To address this, there should be requirements for applicants to propose potential local service providers that can ensure the upkeep of these facilities.

A lack of local ownership is a common reason for project failure, and perhaps one of the hardest to deal with, given its intangibility. The donor organization could share responsibility in ensuring good community engagement by funding or completing research into best practice methods and ask the applicants how they could integrate these into their project.

This way, NGOs will be made aware of methods that have resulted in positive community engagement in the past, and be required to think critically about the community engagement methods they are intending to use.
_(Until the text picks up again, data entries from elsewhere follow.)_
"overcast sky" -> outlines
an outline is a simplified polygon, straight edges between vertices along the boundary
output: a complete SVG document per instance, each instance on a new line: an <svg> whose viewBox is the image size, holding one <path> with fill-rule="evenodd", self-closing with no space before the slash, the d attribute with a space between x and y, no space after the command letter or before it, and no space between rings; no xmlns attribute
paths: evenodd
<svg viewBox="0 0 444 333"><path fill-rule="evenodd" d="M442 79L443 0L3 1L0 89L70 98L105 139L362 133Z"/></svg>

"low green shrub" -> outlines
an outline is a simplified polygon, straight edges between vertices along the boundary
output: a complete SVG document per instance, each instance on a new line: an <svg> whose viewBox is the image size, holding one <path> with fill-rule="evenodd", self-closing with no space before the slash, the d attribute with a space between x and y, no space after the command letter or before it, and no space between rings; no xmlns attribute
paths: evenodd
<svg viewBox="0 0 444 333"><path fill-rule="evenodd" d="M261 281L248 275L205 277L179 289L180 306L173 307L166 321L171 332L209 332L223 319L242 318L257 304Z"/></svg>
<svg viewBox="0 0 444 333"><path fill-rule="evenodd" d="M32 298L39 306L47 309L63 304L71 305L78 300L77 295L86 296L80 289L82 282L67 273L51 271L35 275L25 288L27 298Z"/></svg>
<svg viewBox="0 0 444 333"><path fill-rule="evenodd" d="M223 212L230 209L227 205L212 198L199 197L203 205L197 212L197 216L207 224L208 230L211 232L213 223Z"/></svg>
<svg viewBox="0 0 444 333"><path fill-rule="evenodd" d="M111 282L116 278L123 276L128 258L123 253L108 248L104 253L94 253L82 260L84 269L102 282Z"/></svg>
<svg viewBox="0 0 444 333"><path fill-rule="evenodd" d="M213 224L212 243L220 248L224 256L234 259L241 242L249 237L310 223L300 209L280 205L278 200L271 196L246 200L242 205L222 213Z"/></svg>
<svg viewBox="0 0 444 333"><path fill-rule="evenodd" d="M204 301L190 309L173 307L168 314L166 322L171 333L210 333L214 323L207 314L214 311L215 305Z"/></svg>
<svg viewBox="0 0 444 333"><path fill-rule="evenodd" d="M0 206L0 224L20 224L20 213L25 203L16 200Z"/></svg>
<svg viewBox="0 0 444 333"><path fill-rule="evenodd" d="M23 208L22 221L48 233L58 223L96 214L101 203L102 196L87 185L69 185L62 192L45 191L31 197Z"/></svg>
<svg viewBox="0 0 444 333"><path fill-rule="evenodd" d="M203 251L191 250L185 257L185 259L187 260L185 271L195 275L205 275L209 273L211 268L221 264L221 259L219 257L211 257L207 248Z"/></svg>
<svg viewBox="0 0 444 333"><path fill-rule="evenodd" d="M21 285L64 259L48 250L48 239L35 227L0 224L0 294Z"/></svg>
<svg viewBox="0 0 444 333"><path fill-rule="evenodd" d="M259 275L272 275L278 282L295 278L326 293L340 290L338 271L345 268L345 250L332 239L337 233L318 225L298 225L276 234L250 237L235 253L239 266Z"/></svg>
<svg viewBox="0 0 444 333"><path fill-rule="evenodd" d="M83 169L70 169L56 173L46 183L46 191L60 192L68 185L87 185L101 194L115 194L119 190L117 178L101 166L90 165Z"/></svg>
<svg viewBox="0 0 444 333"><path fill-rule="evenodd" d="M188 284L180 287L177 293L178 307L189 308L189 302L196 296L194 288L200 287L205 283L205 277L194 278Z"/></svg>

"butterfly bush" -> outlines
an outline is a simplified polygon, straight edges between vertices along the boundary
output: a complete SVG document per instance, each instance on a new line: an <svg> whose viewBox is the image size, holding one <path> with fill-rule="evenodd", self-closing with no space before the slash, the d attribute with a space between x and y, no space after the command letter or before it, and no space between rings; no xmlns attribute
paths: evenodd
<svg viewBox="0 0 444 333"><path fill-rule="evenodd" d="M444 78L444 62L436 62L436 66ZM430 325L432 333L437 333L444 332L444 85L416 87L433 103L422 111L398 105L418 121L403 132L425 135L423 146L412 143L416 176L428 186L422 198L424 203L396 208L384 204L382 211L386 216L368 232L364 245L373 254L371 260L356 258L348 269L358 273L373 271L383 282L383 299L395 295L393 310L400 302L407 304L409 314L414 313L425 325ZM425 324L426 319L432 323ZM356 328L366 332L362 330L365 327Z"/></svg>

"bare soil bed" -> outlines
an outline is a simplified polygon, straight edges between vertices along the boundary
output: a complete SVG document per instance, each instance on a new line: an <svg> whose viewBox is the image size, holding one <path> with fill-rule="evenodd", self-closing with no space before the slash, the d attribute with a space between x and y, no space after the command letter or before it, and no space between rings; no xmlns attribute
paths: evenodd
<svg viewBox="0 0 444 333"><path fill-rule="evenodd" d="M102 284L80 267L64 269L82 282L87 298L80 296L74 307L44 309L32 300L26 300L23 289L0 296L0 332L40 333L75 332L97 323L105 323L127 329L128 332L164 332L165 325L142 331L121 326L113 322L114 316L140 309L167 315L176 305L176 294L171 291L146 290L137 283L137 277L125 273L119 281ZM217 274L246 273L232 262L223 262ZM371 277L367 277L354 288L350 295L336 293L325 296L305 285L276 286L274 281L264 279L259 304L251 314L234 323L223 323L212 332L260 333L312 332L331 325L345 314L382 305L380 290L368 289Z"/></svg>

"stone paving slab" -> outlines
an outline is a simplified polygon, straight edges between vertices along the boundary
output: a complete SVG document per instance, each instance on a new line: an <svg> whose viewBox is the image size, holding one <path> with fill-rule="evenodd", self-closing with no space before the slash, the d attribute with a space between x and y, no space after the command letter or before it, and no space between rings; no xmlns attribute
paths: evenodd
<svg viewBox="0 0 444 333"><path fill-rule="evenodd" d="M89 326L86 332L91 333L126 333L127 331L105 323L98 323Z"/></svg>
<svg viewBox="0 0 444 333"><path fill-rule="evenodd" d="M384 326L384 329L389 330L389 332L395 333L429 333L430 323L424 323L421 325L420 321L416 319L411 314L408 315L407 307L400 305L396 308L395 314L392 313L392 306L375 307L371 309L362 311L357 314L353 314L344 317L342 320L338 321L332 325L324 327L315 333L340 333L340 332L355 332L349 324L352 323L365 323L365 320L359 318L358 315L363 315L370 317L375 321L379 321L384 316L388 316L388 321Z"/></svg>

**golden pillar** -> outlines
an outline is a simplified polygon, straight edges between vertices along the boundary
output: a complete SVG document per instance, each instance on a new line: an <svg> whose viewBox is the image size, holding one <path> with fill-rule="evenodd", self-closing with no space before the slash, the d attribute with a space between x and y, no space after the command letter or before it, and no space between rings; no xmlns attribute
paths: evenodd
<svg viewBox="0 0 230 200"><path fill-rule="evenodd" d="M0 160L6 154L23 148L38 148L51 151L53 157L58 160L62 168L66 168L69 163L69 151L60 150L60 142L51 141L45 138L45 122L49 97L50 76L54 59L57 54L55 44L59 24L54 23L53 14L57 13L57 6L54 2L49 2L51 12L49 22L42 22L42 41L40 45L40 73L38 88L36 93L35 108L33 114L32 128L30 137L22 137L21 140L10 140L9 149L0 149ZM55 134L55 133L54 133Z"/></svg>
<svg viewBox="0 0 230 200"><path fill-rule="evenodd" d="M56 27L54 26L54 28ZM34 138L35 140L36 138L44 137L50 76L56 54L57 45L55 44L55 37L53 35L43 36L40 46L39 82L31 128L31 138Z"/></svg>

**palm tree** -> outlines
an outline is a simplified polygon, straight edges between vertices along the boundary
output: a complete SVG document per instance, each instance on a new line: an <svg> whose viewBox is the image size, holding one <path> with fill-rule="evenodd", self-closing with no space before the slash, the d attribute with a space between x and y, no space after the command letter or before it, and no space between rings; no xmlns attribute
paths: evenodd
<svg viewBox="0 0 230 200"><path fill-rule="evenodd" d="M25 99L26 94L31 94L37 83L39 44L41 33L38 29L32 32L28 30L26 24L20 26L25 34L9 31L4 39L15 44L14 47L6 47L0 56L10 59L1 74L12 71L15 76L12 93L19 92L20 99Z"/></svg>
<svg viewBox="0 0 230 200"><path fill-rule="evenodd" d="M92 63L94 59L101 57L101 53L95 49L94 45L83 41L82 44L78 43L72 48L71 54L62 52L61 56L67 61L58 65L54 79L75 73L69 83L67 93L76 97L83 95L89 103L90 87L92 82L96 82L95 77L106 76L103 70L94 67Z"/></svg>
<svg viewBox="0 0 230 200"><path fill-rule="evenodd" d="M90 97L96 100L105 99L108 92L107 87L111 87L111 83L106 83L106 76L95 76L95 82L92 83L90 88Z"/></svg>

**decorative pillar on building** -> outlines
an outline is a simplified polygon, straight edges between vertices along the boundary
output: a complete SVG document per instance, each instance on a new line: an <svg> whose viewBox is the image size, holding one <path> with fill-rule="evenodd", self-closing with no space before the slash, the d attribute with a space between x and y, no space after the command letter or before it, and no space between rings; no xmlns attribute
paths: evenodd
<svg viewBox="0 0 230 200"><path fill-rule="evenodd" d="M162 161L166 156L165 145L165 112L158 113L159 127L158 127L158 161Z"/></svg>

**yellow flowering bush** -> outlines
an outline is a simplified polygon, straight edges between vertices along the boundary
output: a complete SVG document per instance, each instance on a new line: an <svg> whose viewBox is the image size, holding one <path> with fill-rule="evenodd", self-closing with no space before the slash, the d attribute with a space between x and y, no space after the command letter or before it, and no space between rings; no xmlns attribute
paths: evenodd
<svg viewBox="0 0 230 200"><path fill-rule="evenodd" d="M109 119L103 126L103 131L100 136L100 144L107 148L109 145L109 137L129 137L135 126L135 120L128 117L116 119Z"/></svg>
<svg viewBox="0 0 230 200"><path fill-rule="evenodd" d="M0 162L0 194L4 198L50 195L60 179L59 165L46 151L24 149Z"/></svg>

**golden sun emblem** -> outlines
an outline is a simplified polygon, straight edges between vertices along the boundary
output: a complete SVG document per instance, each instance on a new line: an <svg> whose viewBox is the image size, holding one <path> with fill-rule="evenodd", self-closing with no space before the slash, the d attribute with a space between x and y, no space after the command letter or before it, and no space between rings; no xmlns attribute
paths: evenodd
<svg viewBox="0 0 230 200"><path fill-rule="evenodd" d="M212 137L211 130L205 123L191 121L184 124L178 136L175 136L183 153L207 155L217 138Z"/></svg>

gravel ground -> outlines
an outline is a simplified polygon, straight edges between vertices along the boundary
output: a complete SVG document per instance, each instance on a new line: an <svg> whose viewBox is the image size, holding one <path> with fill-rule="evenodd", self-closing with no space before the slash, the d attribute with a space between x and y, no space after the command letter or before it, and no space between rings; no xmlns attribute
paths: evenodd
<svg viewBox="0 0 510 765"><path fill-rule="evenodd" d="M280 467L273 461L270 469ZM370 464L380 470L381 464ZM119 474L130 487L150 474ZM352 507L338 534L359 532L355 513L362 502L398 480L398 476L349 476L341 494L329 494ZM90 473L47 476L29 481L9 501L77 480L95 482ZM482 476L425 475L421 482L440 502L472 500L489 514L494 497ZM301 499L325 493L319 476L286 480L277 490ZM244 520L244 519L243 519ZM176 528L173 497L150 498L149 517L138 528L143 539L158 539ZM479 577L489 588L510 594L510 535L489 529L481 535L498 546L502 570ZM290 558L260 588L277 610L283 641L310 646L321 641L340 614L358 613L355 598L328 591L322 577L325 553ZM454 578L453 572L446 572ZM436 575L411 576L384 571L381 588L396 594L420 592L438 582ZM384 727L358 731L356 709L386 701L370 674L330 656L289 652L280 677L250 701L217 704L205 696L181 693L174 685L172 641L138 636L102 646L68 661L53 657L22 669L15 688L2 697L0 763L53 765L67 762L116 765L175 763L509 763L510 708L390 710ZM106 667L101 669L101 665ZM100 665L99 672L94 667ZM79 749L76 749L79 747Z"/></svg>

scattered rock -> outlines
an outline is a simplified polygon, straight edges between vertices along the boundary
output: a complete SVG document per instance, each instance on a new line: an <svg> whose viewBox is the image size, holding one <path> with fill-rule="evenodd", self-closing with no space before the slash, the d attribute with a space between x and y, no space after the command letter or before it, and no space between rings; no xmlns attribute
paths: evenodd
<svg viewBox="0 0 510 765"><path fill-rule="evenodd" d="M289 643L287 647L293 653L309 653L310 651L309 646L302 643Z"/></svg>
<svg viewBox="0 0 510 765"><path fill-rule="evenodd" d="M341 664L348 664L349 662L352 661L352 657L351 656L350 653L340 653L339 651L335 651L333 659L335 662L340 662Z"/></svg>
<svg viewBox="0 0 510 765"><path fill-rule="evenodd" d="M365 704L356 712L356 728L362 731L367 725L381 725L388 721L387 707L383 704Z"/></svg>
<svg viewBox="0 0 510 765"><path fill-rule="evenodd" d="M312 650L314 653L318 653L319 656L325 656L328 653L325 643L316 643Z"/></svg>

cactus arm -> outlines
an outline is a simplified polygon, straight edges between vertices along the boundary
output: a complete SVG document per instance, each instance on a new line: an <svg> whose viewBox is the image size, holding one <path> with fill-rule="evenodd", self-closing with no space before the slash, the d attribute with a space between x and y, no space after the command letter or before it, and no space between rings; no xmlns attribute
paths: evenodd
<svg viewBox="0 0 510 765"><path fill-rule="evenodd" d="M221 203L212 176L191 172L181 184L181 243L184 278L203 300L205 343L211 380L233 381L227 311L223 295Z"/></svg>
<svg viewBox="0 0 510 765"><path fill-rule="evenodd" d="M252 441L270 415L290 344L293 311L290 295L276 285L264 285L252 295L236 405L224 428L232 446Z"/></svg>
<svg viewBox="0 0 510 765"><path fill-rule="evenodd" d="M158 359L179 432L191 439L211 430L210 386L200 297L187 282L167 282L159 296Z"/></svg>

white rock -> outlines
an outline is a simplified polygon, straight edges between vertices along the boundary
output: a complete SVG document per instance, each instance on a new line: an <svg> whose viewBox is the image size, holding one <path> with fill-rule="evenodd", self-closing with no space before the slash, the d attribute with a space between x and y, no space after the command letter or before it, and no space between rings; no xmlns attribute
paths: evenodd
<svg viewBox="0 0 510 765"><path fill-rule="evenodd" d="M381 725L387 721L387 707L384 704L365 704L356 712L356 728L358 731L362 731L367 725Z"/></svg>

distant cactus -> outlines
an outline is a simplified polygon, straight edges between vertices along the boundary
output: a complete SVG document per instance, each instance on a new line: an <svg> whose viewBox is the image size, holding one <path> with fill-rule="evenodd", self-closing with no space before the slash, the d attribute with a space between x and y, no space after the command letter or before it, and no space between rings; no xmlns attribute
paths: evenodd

If a local community does not adopt the technology, it will not be able to provide the intended function of improving people’s lives.

Donors can improve project success by increasing selectivity of projects. However, a balance between the detail required in written funding applications and the efficient use of NGO time must be struck. Voice interviews could help reduce time consumption but still be highly effective in screening projects.

A 2011 AusAID report mentions that it ‘takes a long-term approach that involves donor co-ordination, training for service providers and improvement of financial systems, management and policy’. This demonstrates a laudable level of responsibility AusAID feels towards its beneficiaries.

In the 2012-13 fiscal year we will spend over 12 times more on encouraging procreation than on the 17,000 Kenyan children that will die from diarrhoea. Thankfully, the Baby Bonus is now exiting the building, but this does not solve the problem of infant mortality due to a disease that should no longer be responsible for deaths in the 21st century. The success of sanitation projects is a pressing issue, its import emphasized in the UN Millennium Development Goals.

Let’s make every cent count, and ensure every sanitation project survives after the external support is withdrawn.

Rebecca Dracup is a student at The University of Western Australia and was a Global Voices youth delegate to the Nairobi Study Tour on Sustainable Development.